Transient pulsed discharge preparation of graphene aerogel supports asymmetric Cu cluster catalysts promote CO2 electroreduction.

Abstract

Designing asymmetrical structures is an effective strategy to optimize metallic catalysts for electrochemical carbon dioxide reduction reactions. Herein, we demonstrate a transient pulsed discharge method for instantaneously constructing graphene-aerogel supports asymmetric copper nanocluster catalysts. This process induces the convergence of copper atoms decomposed by copper chloride onto graphene originating from the intense current pulse and high temperature. The catalysts exhibit asymmetrical atomic and electronic structures due to lattice distortion and oxygen doping of copper clusters. In carbon dioxide reduction reaction, the selectivity and activity for ethanol production are enhanced by the asymmetric structure and abundance of active sites on catalysts, achieving a Faradaic efficiency of 75.3% for ethanol and 90.5% for multicarbon products at -1.1 V vs. reversible hydrogen electrode.
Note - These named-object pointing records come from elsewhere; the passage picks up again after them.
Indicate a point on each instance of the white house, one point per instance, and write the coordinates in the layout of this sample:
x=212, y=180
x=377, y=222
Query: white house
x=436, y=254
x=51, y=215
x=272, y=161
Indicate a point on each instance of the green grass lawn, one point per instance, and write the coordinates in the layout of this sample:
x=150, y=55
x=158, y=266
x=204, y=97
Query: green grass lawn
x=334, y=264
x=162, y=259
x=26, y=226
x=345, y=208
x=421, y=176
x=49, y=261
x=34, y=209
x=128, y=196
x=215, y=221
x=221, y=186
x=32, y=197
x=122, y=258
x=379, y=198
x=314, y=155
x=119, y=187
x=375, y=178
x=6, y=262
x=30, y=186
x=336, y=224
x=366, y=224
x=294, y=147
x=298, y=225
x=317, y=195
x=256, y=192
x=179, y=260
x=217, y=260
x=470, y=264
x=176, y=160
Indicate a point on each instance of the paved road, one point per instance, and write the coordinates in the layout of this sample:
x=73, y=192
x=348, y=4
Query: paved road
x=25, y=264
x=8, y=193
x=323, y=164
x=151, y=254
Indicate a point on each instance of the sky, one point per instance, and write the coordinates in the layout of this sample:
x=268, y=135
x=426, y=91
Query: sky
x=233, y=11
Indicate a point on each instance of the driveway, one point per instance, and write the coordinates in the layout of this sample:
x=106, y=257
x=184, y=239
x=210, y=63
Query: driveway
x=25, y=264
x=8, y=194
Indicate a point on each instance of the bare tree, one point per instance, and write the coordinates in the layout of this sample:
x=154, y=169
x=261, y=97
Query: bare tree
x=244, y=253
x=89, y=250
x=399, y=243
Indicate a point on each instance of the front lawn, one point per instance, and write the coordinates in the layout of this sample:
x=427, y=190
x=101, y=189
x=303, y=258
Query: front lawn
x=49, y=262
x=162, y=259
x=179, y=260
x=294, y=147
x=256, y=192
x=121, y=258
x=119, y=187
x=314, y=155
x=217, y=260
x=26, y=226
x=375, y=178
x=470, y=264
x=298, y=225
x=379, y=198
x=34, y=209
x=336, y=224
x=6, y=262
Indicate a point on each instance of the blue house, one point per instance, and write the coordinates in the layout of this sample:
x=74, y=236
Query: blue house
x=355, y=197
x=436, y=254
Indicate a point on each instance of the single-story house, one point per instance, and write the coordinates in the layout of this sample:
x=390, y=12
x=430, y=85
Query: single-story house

Moreover, the strong interactions between copper nanoclusters and graphene-aerogel support confer notable long-term stability. We elucidate the key reaction intermediates and mechanisms on Cu₄O-Cu/C₂O₁ moieties through in situ testing and density functional theory calculations. This study provides an innovative approach to balancing activity and stability in asymmetric-structure catalysts for energy conversion.